Une étude longitudinale aux biais maîtrisés
Afin de mesurer les changements se produisant au niveau du MI et des marqueurs d’inflammation lors de l’infection par le VIH, des chercheurs ont sélectionné des échantillons fécaux et sanguins provenant de quatre études longitudinales différentes (Etats-Unis, Pérou) réalisées sur des périodes de 4 mois à 2 ans auprès d’hommes ayant des rapports sexuels avec des hommes. Parmi ces derniers, 27 ont été infectés par le VIH. Les échantillons des hommes infectés ont été appariés avec ceux de 28 sujets contrôles aux caractéristiques démographiques et comportementales similaires.

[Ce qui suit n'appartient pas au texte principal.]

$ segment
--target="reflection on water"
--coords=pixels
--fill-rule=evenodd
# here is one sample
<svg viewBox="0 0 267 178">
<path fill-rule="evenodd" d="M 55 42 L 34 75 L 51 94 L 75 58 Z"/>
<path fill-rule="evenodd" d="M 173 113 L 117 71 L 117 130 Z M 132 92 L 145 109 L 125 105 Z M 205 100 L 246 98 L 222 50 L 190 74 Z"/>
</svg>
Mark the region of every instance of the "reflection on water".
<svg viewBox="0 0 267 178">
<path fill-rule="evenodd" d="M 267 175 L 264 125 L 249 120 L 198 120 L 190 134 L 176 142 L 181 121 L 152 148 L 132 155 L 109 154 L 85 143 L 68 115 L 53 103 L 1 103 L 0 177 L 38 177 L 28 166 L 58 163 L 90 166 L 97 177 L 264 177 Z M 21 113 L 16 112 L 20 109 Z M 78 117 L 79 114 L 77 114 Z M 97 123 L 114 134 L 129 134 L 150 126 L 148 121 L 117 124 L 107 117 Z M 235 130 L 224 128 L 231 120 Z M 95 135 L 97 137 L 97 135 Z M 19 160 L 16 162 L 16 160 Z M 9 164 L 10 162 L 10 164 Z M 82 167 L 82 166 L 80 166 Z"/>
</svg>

Des altérations du MI et des marqueurs inflammatoires précédant la séroconversion
Les chercheurs ont identifié de minimes changements dans le MI des sujets infectés par le VIH pendant la phase aiguë. Seule une augmentation de Fusobacterium mortiferum a été observée peu après la séroconversion, ainsi qu’une diminution de Prevotella intermedia dans un sous-groupe issu d’une étude nord-américaine. Les différences les plus importantes ont été constatées entre les sujets en pré-infection et les contrôles. Le microbiote intestinal des sujets en pré-infection présentaient une diminution de plusieurs espèces de Bacteroides et une augmentation Megasphaera elsdenii dans leur microbiote intestinal. Ils avaient également un taux plasmatique plus élevé de cytokines inflammatoires : facteur d’activation des lymphocytes B, IL-8, TNFα.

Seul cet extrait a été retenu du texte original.